Developmental and tissue-specific expression of CaMV 35S promoter in cotton as revealed by GFP

Research paper by Ganesan Sunilkumar, LeAnne Mohr, Emily Lopata-Finch, Chandrakanth Emani, Keerti S. Rathore

Indexed on: 01 Oct '02Published on: 01 Oct '02Published in: Plant Molecular Biology


The CaMV 35S promoter is the most commonly used promoter for driving transgene expression in plants. Though it is presumed to be a constitutive promoter, some reports suggest that it is not expressed in all cell types. In addition, the information available on its expression profile in all possible cell and tissue types and during early stages of development is incomplete. We present here a detailed expression profile of this promoter investigated using the green fluorescent protein (GFP) gene as a reporter system in cotton during embryo development, and in all the vegetative and floral cell and tissue types. GFP expression was not detected during the early stages of embryogenesis.

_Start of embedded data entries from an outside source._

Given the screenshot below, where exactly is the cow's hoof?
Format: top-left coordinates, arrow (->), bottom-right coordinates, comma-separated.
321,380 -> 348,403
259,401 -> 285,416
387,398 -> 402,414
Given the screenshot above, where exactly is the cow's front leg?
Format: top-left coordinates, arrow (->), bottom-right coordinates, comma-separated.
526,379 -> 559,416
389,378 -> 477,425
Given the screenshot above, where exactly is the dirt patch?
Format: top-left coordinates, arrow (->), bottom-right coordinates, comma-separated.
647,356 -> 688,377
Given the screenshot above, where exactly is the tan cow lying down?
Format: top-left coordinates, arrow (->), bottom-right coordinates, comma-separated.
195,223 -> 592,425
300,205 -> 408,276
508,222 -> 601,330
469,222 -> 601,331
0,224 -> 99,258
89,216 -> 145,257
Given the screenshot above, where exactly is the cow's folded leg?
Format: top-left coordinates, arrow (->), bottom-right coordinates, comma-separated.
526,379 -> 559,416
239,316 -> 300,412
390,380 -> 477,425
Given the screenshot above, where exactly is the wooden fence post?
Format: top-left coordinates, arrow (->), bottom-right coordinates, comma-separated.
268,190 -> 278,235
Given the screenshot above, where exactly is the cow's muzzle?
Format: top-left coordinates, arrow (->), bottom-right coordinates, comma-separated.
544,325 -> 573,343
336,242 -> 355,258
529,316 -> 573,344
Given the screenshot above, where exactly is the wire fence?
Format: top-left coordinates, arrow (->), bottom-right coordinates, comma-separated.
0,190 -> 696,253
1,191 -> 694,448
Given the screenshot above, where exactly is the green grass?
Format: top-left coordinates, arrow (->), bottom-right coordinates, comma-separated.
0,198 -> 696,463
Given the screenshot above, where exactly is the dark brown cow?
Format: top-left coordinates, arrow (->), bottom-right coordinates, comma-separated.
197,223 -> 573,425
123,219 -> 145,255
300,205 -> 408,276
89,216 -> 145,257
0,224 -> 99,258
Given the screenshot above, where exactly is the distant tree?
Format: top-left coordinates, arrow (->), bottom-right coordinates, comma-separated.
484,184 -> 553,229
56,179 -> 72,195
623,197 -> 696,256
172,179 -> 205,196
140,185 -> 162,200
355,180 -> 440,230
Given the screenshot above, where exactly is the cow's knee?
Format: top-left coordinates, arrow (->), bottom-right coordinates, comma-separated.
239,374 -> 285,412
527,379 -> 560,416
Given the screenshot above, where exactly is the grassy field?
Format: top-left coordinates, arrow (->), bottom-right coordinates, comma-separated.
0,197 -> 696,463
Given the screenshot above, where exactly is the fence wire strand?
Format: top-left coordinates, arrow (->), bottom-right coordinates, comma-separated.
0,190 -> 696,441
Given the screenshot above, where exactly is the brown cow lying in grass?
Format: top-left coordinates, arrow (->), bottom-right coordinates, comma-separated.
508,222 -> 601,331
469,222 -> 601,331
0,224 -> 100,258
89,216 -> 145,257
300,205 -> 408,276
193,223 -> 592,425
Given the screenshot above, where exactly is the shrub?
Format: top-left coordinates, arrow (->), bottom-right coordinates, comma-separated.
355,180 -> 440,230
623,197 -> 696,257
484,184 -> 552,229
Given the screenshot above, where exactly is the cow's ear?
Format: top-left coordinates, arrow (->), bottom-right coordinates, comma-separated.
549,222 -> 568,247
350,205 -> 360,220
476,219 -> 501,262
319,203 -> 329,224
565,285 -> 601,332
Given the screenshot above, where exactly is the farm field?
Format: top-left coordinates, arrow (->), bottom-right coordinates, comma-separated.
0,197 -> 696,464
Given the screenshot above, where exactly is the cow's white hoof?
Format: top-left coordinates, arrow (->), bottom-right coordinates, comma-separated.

The first perceptible GFP expression was observed in a small area at the junction of hypocotyl and cotyledons in embryos at around 13 days after anthesis. The GFP fluorescence progressively became stronger and expanded throughout the cotyledon and hypocotyl as embryo development advanced. After germination, varying levels of promoter activity were observed in all cell and tissue types in the hypocotyl, cotyledon, stem, leaf, petiole, and root. The promoter was also expressed in all floral parts. Although cotton pollen exhibited a low level of greenish autofluorescence, it was possible to discern GFP-dependent fluorescence in some of the pollen from all the T0 plants examined. Developing cotton fibers also exhibited GFP fluorescence suggesting that the 35S promoter was active in these specialized epidermal cells. Thus, we show that the expression of the 35S promoter was developmentally regulated during embryogenesis and that beyond a certain stage during embryogenesis, the promoter was expressed in most cell and tissue types in cotton albeit at different levels.